Science & Tech

New Algorithm Tracks Texas Daily Reservoir Evaporation Rates

Texas A&M researchers have developed a more accurate method for tracking reservoir evaporation to improve water planning and management.
By Alyssa Schaechinger, Texas A&M University Engineering June 10, 2024

An aerial shot of the lake marble falls reservoir during the day in Texas
Lake Marble Falls reservoir in the Texas Hill Country.

Getty Images


Summer can be an extra challenging time for Texas’ 189 major water supply reservoirs. With temperatures consistently reaching 100 degrees or higher, reservoir evaporation rates see high increases.

Accurate evaporation rate estimates are crucial for water resource managers, as reservoirs play an essential role in our social and economic systems by supplying water for agricultural, municipal, and industrial consumption. Reservoirs are also critical for mitigating impacts from droughts and floods.

recent study published in “Water Resources Research” highlights the efforts of Texas A&M University researchers Dr. Huilin Gao and Dr. Bingjie Zhao, with coauthors from multiple institutions, state, and federal agencies.

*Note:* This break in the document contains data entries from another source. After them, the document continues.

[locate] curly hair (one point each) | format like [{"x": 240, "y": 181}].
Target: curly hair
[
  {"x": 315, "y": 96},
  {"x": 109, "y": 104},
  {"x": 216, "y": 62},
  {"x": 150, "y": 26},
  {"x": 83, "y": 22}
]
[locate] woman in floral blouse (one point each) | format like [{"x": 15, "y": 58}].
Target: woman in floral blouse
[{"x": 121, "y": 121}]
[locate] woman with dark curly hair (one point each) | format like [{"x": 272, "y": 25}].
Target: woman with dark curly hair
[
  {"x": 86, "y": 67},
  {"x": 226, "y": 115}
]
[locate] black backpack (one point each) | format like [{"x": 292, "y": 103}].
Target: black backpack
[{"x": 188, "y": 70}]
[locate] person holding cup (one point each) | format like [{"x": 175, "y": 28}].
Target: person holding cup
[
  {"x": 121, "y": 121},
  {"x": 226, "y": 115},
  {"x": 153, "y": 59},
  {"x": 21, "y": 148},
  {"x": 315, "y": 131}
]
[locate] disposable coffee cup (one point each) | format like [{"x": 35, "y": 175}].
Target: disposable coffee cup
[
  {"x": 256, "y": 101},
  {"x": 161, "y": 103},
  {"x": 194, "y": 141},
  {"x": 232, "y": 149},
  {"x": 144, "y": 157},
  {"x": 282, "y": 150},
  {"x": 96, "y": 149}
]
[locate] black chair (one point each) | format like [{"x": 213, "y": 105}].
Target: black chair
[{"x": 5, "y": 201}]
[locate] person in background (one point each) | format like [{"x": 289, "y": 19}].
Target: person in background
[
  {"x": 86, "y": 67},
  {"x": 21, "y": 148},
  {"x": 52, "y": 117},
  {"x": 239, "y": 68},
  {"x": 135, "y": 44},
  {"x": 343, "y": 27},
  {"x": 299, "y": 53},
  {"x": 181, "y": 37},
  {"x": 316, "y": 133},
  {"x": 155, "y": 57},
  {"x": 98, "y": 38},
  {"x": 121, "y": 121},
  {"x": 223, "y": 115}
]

The research team developed a more accurate method for estimating daily evaporation rates.

“This method will enhance decision-making processes related to reservoir operations, water rights allocation, and long-term water planning in Texas and beyond.”

~ Nelun Fernando, Texas Water Development Board

“This method will enhance decision-making processes related to reservoir operations, water rights allocation, and long-term water planning in Texas and beyond,” said Dr. Nelun Fernando, manager of Texas Water Development Board’s (TWDB) water availability department.

Zhao, Gao, and their team developed a new computer algorithm to estimate daily reservoir evaporation that accounts for factors not considered by current methods.

“If you look at our daily evaporation algorithm, it uses regular meteorological data like wind, temperature, and relative humidity, so it’s a lot easier to calculate for each reservoir,” said Gao, a professor in the Zachry Department of Civil and Environmental Engineering.

According to the article, “long-term and consistent reservoir evaporation information is typically reported on a monthly scale. Accurate daily evaporation information is lacking, but it is crucial for hydrological scientific research and regional water resource management.”

The most common methods for estimating evaporation rely on data from Class A Evaporation Pans. These pans sit outside of the reservoir and estimate evaporation by measuring changes in the pan’s water level. The pan evaporation data is then converted to reservoir evaporation data using an adjustment factor known as pan coefficients.

Since evaporation pans are typically located away from the reservoir, they do not account for the effects of wind, water depth, or air and water temperature differences across the reservoir. This can lead to inaccurate measurements, creating uncertainty for water resource managers.

“The lakes are much deeper than the evaporation pans, causing the water temperatures to be very different,” said Zhao. “This means the evaporation rate predicted by the evaporation pan cannot represent the real lake accurately.”

Texas And Beyond

At this time, the daily evaporation algorithm has only been applied to Texas reservoirs. The results reveal a clear geographic distribution and strong seasonality of evaporation throughout Texas, with highest average losses occurring in July. Additionally, the data reveals a significant upward trend in evaporation rate, with an increase of about 1.1 inch per decade.

Gao and Zhao collaborated with Desert Research Institute (DRI) to develop an online portal that allows stakeholders to visualize and download data in near-real time.

Due to the success of the algorithm’s estimation on Texas reservoirs, the research team is currently working on evaporation data for all major reservoirs in the western United States.

The paper was coauthored by researchers from DRI, TWDB, Lower Colorado River Authority (LCRA), U.S. Army Corps of Engineers (USACE) – Dallas-Fort Worth District, and U.S.  Bureau of Reclamation.

This research was supported by USACE, TWDB, LCRA, and NASA.